Manasse is geboren tijdens de vijftien jaar extra tijd die Hizkia heeft gekregen (2Kn 20:6). Als hij twaalf jaar oud is, wordt hij koning (vers 1). Manasse is een buitengewoon goddeloze koning. Dat God hem zo lang verdraagt – hij regeert liefst vijfenvijftig jaar, van 697-642 v.Chr. –, laat het geduld van Zijn genade zien.
Manasse breekt een dubbel record. Geen koning heeft zo lang geregeerd als hij en geen koning is zo goddeloos geweest als hij. Zijn naam betekent ‘doen vergeten’. Daarmee staat hij model voor het volk, dat ook God vergeet (Jr 2:32). Terwijl van zijn vader geschreven staat dat “hij deed wat juist was in de ogen van de HEERE” (2Kr 29:2), staat van Manasse dat “hij deed wat slecht was in de ogen van de HEERE” (vers 2). Het contrast met zijn vader komt overal in tot uiting. Door de handelingen van Manasse wordt Gods land overspoeld met de gruweldaden van de heidenvolken die de HEERE toch voor de ogen van Zijn volk heeft verdreven.
Manasse maakt in korte tijd alle hervormingen van zijn vader ongedaan (vers 3). Het lijkt erop dat hij daar haast mee maakt. Wat zijn vader heeft afgebroken, bouwt hij weer op. De afgodsaltaren worden weer opgericht. Manasse geeft zich met hart en ziel over aan de afgodendienst.
Het wordt nog erger. Hij waagt het zelfs om afgodsaltaren in het huis van de HEERE te bouwen (vers 4). Hiermee grieft hij de HEERE ten diepste. We horen de smart van de HEERE doorklinken in de aanhaling van wat Hij over Zijn huis gezegd heeft: “In Jeruzalem zal Mijn Naam voor eeuwig zijn.” In de voorhoven van het huis van de HEERE bouwt Manasse altaren voor “heel het leger aan de hemel”, dat zijn de talloze sterren (vers 5).
En het kan nog gekker. Hij laat zijn zonen door het vuur gaan, zoals zijn grootvader Achaz heeft gedaan (vers 6; 2Kr 28:3) en legt zich toe op occultisme. Hij geeft zich over aan de machten van de duisternis. Dat blijft niet beperkt tot een persoonlijke bezigheid, maar hij bevordert het occultisme door dodenbezweerders en waarzeggers aan te stellen.

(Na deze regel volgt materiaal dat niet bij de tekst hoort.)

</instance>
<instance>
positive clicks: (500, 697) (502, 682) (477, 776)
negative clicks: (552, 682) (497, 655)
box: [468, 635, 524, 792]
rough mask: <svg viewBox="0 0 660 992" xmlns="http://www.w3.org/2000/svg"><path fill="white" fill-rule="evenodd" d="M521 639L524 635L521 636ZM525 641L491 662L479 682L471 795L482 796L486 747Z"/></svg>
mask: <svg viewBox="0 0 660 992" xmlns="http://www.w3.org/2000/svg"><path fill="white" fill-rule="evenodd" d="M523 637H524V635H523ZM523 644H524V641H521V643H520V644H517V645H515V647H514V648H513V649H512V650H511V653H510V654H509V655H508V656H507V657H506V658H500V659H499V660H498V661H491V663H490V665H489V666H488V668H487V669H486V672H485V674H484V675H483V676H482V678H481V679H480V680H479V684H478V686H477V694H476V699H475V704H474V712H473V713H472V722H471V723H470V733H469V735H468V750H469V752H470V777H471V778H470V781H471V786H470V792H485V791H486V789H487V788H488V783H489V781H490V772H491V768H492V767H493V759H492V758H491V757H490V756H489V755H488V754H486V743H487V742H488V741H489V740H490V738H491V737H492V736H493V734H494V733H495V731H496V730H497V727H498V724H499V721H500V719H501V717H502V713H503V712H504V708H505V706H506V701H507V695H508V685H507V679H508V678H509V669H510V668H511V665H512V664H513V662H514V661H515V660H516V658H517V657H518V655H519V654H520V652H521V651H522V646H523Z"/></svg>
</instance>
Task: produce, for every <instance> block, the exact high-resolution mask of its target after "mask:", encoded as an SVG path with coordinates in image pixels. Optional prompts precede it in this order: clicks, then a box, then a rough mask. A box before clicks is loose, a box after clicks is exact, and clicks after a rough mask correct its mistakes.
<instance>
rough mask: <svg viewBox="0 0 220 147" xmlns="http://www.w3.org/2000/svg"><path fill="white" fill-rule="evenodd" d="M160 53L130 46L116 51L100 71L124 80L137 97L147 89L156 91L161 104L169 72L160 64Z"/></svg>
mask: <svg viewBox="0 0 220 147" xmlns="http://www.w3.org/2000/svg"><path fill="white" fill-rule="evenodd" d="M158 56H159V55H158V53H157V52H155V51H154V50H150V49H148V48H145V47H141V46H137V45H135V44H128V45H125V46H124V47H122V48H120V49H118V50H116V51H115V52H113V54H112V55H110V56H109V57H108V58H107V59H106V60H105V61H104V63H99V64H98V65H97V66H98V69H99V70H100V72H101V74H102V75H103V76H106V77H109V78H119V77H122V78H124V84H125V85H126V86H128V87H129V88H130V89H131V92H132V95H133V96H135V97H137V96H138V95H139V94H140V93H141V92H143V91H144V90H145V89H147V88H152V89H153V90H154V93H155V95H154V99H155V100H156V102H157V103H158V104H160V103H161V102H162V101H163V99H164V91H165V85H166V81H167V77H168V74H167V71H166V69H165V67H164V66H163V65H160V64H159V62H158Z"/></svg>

Hij doet alles wat hij maar kan bedenken om de HEERE tot toorn te verwekken. Zijn volgende actie is een eigenhandig gemaakt afgodsbeeld in het huis van God zetten (vers 7). Het is op een vreselijke manier in strijd met de bedoeling van God met Zijn huis. God heeft Zich duidelijk tegen David en Salomo uitgelaten over Zijn huis. Het is het huis waarin Zijn Naam voor eeuwig zal wonen. Maar Manasse heeft geen boodschap aan de bedoelingen van God.
Er wordt herinnerd aan de voorwaarde om in het land te kunnen blijven (vers 8). Daar stoort Manasse zich niet aan. Als hij er al aan heeft gedacht, dan lapt hij alles aan zijn laars wat God heeft gezegd. Hij maalt niet om God of Zijn gebod. Hij brengt Juda en de inwoners van Jeruzalem op een dwaalweg, zodat ze erger zondigen dan de volken hebben gedaan die de HEERE uit het land heeft weggevaagd (vers 9). Mensen die belijden tot Gods volk te behoren, doen soms dingen waarvoor ongelovigen zich schamen (1Tm 5:8; 1Ko 5:1). De geschiedenis van Manasse is in het kort die van Israël zelf.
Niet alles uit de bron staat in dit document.